At some point the road narrows down and across the road we see an old time bridge getting repaired. This is one of the key railway bridges built by the British and was decommissioned a few years back citing the weakening support. The bridge went into a tunnel and the narrow gauge railway line that ran over the bridge was one important railway link between Kollam and Senkottai in Tamil Nadu. One of the heritage lines in India, this line after a few years of its closure is said to be revived soon for making it tourism friendly than for commutation purposes. The renovation of the bridge with its ten huge arches has caused the narrowing of the road and the people who drive in this way seem to respect stillness of the forest around. None hunks horns. Traffic is smooth. We are happy but suddenly at the next turn we see a crushed white car a few feet down towards the valley lying tilted against an ancient tree. It looks as if the car was flown over the ledge after the collision with another speeding vehicle and landed at the foot of a tree preventing its further rolling down into the gorge. A few kilometres further up where the road forks into East and north west we see a huge charred truck with its hay load completely burnt down with smoke emitting from the embers still.

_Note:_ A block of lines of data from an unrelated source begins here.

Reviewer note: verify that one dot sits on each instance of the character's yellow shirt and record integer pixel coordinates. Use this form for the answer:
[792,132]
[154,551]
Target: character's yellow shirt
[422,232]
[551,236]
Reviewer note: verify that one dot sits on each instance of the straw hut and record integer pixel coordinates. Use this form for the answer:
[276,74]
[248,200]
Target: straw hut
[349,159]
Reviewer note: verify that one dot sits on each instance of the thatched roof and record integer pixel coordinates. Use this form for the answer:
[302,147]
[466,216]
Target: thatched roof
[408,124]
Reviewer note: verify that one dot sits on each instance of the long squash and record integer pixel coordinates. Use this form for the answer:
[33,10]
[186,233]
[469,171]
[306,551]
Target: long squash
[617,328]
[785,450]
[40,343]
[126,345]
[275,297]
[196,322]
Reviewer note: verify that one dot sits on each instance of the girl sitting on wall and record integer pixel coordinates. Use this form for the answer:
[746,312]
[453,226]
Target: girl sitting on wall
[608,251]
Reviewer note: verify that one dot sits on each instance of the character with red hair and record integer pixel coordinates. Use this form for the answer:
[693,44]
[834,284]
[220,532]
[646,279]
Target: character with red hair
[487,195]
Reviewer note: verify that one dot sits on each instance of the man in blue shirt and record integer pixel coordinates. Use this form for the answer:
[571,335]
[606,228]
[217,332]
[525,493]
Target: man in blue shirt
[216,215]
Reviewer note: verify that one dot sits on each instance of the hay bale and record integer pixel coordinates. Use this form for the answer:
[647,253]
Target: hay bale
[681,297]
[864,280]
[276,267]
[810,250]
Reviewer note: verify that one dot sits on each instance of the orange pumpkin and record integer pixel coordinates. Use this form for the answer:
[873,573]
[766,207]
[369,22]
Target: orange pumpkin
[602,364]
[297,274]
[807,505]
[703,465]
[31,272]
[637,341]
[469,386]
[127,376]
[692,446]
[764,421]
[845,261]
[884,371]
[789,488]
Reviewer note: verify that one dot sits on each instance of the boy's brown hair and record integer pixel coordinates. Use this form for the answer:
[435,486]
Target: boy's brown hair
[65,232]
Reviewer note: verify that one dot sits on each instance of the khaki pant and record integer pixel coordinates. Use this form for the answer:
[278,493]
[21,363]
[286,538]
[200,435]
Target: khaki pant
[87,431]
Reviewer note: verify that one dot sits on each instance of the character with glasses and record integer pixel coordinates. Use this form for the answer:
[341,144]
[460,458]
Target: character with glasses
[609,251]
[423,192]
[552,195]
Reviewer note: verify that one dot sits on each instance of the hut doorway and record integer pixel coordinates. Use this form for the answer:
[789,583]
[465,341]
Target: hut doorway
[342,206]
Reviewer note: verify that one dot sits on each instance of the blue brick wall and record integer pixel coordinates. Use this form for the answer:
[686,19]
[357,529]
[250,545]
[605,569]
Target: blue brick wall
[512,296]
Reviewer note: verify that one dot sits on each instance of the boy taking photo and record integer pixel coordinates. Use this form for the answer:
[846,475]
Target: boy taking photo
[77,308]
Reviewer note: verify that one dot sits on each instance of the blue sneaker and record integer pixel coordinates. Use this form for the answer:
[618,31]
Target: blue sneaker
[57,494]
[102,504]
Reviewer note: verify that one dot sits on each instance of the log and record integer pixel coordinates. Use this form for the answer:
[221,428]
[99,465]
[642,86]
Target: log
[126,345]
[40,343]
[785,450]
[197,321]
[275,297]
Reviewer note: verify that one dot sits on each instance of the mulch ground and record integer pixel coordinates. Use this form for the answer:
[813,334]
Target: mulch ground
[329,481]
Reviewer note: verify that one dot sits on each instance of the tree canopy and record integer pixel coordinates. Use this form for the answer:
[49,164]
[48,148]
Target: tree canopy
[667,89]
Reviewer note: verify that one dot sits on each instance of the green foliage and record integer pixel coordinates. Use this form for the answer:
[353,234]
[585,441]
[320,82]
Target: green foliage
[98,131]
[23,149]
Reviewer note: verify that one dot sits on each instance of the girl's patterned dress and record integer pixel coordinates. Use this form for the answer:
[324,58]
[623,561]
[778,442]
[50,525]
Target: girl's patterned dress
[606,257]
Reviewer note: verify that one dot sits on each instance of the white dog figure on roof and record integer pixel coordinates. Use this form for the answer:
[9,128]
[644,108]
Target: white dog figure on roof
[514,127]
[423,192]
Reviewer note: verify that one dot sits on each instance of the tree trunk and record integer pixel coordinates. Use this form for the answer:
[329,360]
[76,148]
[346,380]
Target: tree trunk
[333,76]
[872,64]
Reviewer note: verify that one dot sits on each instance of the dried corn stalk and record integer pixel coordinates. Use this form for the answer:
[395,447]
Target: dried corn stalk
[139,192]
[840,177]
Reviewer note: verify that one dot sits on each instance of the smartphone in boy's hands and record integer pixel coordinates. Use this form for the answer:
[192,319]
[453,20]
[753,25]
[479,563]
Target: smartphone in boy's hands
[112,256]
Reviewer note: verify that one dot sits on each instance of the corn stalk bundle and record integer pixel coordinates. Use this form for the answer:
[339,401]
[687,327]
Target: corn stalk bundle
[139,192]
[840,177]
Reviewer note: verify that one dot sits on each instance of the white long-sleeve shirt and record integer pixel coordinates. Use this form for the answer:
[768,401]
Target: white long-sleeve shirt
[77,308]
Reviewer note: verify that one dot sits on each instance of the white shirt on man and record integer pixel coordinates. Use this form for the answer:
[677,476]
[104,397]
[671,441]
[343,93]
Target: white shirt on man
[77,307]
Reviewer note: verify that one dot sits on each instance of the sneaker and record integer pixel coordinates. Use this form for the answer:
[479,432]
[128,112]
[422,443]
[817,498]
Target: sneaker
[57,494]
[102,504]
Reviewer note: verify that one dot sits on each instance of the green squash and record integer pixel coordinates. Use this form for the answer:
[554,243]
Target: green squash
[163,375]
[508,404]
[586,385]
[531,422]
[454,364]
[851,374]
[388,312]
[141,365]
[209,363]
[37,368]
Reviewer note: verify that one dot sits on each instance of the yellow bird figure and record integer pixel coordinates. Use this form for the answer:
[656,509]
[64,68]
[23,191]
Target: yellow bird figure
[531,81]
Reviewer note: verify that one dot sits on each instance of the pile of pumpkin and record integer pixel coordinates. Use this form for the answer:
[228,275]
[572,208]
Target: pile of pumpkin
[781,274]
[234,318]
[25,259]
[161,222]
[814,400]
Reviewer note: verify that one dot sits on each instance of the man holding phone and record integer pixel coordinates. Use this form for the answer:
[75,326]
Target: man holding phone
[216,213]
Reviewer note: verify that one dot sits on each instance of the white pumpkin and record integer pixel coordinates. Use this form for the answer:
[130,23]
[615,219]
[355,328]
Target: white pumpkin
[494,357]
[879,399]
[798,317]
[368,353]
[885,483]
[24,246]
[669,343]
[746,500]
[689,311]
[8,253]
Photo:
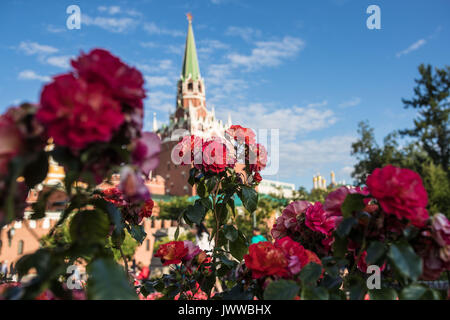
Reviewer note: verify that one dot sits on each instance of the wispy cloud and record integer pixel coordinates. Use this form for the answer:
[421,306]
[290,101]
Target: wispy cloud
[246,33]
[153,29]
[268,53]
[31,75]
[59,61]
[159,81]
[112,24]
[416,45]
[350,103]
[31,48]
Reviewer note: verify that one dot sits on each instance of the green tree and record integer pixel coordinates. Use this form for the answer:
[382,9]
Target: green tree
[431,99]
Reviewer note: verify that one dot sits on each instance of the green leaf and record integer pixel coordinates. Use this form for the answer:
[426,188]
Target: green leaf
[352,203]
[413,292]
[310,273]
[375,251]
[346,226]
[239,247]
[383,294]
[314,293]
[230,232]
[249,198]
[108,281]
[90,226]
[340,247]
[281,290]
[36,170]
[138,233]
[195,213]
[406,261]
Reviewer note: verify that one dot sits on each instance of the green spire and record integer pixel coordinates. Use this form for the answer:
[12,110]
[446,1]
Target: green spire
[190,62]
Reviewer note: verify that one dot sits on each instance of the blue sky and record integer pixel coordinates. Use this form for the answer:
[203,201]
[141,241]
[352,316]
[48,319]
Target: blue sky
[309,68]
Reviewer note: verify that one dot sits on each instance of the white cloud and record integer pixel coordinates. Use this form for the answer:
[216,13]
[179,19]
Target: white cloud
[152,28]
[155,81]
[350,103]
[31,48]
[246,33]
[110,10]
[117,25]
[291,121]
[160,101]
[416,45]
[31,75]
[59,61]
[268,53]
[306,157]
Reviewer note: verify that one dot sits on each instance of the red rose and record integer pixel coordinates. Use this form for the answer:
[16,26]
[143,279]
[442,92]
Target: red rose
[215,157]
[441,229]
[77,113]
[319,220]
[172,252]
[115,196]
[11,141]
[188,151]
[400,192]
[257,177]
[100,66]
[264,259]
[287,222]
[241,134]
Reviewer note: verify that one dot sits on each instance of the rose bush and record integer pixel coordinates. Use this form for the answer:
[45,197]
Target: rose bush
[90,121]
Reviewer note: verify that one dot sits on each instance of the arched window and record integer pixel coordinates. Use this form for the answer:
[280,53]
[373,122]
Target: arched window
[20,247]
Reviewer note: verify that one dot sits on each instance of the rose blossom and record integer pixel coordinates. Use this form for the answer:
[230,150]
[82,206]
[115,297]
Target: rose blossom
[172,252]
[441,229]
[188,150]
[77,113]
[126,83]
[146,152]
[296,254]
[146,210]
[319,220]
[241,134]
[400,192]
[132,185]
[215,157]
[264,259]
[288,219]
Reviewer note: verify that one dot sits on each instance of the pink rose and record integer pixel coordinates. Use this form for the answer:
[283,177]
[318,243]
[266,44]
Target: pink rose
[441,229]
[288,220]
[400,192]
[77,113]
[317,219]
[100,66]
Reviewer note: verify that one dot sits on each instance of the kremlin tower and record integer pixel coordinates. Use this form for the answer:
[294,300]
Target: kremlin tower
[190,117]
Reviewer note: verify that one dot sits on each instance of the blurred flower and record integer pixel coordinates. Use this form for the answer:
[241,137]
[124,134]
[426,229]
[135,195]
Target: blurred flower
[400,192]
[77,113]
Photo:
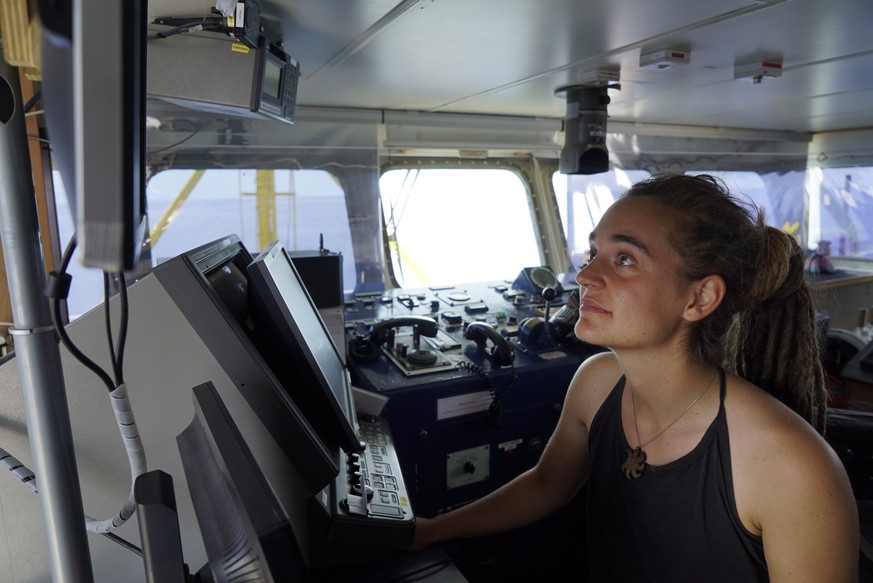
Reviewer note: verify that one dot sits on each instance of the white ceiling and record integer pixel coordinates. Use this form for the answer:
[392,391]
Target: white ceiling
[509,56]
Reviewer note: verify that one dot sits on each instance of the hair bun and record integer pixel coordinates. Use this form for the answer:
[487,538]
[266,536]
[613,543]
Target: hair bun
[779,267]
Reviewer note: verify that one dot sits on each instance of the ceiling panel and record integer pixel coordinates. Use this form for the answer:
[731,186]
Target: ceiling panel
[509,56]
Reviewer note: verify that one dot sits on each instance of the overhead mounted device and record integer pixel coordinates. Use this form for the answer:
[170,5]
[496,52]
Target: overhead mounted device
[584,150]
[214,72]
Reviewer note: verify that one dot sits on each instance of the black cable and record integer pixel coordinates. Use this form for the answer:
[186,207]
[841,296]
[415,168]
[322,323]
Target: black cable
[59,325]
[125,543]
[122,334]
[182,141]
[108,322]
[423,572]
[32,101]
[207,24]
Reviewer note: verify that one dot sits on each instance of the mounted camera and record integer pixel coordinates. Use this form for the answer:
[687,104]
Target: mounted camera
[584,150]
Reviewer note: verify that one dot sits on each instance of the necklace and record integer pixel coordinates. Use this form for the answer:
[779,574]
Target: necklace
[636,457]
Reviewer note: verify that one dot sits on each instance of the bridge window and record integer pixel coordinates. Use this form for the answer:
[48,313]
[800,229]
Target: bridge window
[840,207]
[582,200]
[188,208]
[447,226]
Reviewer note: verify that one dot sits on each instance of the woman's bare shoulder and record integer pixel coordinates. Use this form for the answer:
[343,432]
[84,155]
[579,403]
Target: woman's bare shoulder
[594,380]
[775,450]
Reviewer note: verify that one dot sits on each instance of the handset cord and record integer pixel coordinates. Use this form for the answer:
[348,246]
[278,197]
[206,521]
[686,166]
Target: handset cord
[57,288]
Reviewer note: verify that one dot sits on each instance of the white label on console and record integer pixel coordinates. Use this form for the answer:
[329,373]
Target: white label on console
[463,405]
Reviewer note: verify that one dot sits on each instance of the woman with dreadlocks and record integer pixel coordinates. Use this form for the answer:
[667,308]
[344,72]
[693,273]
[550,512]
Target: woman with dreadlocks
[699,432]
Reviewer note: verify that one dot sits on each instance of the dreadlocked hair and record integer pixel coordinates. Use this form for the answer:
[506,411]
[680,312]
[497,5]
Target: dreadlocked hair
[764,329]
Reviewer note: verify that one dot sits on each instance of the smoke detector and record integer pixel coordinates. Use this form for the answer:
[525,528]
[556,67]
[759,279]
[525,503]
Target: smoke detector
[756,71]
[664,59]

Shibu reminds me of our breakfast. I am at the wheel and I know the place where we are going to have our breakfast. Exactly at the same point where we had parked the vehicle in our last visit, I pull it over and park. We go into the shop. When we are together, I tend to do almost all what Shibu does except painting. If he wears a cap I too take out mine. If he wears his shades, I follow the suit. Like two identical beings we walk into the small restaurant which in fact is run by two identical old men; one sits at the counter and the other doing the errands. Then we see two identical guys walking in. We have already started eating out identical breakfast; three appams each and two bowls of vegetables. The guys who have just seated at the next table ask the old man whether he got beef fry to go with appams. I look at my watch and then at Shibu who interestingly has done the same. It's 8.15 am. Only Malayalis could ask for beef in the morning. The old man with a naked upper torso answers in negative. The guys finally settles for appam and duck egg curry. A sleepy family walks in. This is the last post in Kerala. "Eat well," Shibu tells me, "because we are not going to get this for many days to come." We eat with relish. Out there the hill has just ended and the plain has started. Shibu takes the wheel and myself the navigator's seat. We feel that we had done the same trip together centuries back, perhaps by a bullock cart.